As such, it is absolutely essential that the tenant is present for the incoming inspection, but failing to attend can have consequences and simply tarnishing the agent or landlord’s good opinion.
“If the tenant whose name is on the lease doesn’t show up to their agreed-upon incoming inspection appointment, they legally forfeit their right to contest repair costs deducted from their deposit when they move out,” says Savage. “That said, it’s equally important for the landlord or their appointed representative to show up, because they also forfeit their right to claim for future repairs if they fail to appear.”
The reasons behind this rule are quite logical: if a tenant doesn’t attend the inspection, they can’t prove they didn’t cause the damage in question. If a landlord or rental agent doesn’t attend, they can’t prove that the damage wasn’t already there when the tenant moved in.
Meticulously-recorded incoming and outgoing inspections put an end to these kinds of disagreements, but they need to be thorough to be effective.
“There is a lot to cover during an inspection,” says Savage, “which is why we encourage agents to use a detailed checklist – created in advance – that itemises all building elements and inventory from floor to ceiling, room by room. Every flaw needs to be documented in writing and photographed, and general pictures of the property’s overall condition should be taken as well. The resulting document must then be signed by the tenant and agent, and a copy given to everyone involved.”

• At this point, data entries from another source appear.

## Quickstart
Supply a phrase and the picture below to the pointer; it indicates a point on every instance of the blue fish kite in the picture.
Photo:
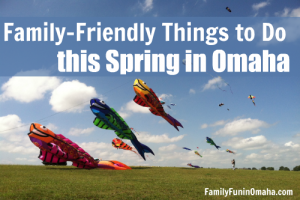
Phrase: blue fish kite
(211, 142)
(107, 118)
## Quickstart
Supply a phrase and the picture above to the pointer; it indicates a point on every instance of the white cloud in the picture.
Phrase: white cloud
(164, 138)
(165, 96)
(78, 131)
(130, 108)
(146, 6)
(214, 83)
(71, 96)
(12, 128)
(241, 125)
(28, 89)
(291, 144)
(192, 91)
(168, 148)
(51, 126)
(257, 142)
(287, 12)
(260, 5)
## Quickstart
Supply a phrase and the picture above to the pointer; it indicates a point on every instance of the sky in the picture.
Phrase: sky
(267, 134)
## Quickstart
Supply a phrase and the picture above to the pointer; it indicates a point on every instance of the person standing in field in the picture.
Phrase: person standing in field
(233, 164)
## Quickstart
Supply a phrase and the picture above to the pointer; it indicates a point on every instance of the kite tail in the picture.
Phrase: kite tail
(173, 121)
(139, 147)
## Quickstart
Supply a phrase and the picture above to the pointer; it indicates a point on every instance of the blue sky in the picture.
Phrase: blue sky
(267, 134)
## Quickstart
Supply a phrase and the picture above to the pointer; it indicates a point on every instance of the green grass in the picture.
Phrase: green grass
(53, 182)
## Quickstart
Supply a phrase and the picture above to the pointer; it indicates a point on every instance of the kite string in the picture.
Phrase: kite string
(61, 111)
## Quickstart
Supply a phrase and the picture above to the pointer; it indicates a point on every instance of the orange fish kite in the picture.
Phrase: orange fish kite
(147, 98)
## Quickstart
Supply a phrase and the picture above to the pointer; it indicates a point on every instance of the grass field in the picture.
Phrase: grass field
(52, 182)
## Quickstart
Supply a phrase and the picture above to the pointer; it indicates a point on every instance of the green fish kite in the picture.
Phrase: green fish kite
(107, 118)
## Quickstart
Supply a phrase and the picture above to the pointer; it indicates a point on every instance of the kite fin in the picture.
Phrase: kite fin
(139, 101)
(154, 112)
(50, 158)
(101, 124)
(173, 121)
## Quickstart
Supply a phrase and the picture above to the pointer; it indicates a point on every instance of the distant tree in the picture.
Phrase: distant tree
(287, 169)
(60, 164)
(297, 168)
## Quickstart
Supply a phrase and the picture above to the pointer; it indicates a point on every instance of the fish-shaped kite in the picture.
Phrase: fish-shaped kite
(55, 148)
(229, 151)
(197, 153)
(107, 118)
(252, 98)
(211, 142)
(195, 166)
(147, 98)
(228, 9)
(119, 144)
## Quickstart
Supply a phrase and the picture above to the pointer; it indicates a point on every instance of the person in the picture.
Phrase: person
(233, 164)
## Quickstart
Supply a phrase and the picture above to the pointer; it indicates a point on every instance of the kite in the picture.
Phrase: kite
(55, 148)
(161, 101)
(220, 78)
(197, 153)
(147, 98)
(195, 166)
(211, 142)
(119, 144)
(229, 151)
(252, 98)
(134, 130)
(107, 118)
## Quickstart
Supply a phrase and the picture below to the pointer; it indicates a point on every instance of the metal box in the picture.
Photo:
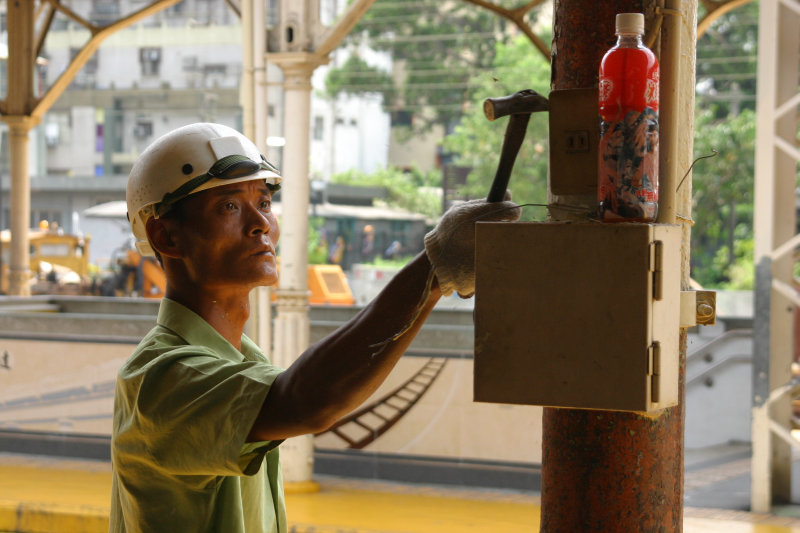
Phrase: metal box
(580, 315)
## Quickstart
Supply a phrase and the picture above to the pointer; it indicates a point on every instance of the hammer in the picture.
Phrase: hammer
(519, 106)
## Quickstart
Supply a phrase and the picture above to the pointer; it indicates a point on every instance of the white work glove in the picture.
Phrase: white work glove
(450, 246)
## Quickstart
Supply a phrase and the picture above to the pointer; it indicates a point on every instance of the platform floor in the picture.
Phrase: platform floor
(54, 495)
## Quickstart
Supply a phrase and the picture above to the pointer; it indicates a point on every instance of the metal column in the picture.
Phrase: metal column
(775, 241)
(602, 470)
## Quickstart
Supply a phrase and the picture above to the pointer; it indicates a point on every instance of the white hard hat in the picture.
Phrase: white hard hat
(185, 161)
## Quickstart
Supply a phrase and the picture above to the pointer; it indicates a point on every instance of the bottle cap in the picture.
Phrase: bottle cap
(630, 23)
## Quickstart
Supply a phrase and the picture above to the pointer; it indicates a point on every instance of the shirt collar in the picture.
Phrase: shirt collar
(196, 331)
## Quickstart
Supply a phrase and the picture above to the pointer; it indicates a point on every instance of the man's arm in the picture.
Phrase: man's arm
(337, 374)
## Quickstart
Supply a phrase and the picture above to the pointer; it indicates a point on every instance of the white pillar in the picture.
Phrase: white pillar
(292, 323)
(20, 204)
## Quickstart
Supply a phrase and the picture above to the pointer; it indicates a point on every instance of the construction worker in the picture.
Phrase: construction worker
(199, 411)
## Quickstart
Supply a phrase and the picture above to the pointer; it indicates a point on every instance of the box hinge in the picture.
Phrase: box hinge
(657, 268)
(654, 371)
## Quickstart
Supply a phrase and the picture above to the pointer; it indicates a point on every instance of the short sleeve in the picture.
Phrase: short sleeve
(194, 412)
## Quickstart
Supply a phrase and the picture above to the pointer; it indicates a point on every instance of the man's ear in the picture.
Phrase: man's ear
(160, 235)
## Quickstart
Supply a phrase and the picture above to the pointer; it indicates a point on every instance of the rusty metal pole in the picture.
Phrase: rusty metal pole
(603, 470)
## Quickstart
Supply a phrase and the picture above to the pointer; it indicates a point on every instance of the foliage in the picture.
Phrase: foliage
(723, 199)
(356, 76)
(726, 62)
(317, 249)
(476, 142)
(436, 48)
(414, 191)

By bracketing a lease with an inspection on either end like this, culpability is easy to prove. To prevent or minimise problems in the first place, however, more frequent checks are advised.
“A big part of our Rawson Rentals ethos is matching the right landlord with the right tenant,” says Savage, “and that means maintaining transparency and open lines of communication throughout the lease period. To achieve this, we conduct inspections at least once every six months to confirm that everything is in order, and nip any potential issues in the bud.”
While some tenants may not find the prospect of additional inspections appealing, they can actually be quite useful – particularly towards the end of a lease.
“Interim inspections can highlight issues that will crop up in the outgoing inspection, giving tenants the chance to attend to things themselves rather than have the cost deducted from their deposit later on,” says Savage. “Some of our rental agents will even do a specific pre-outgoing inspection to give tenants this opportunity – it’s nice to be able to help them save money if we can do so in a responsible way.”
No matter how responsible you are, however, inspections are an inescapable – and important – part of the rental experience. They are also the best way to protect tenant and landlord interests, and ensure fair treatment for everyone at the end of the day.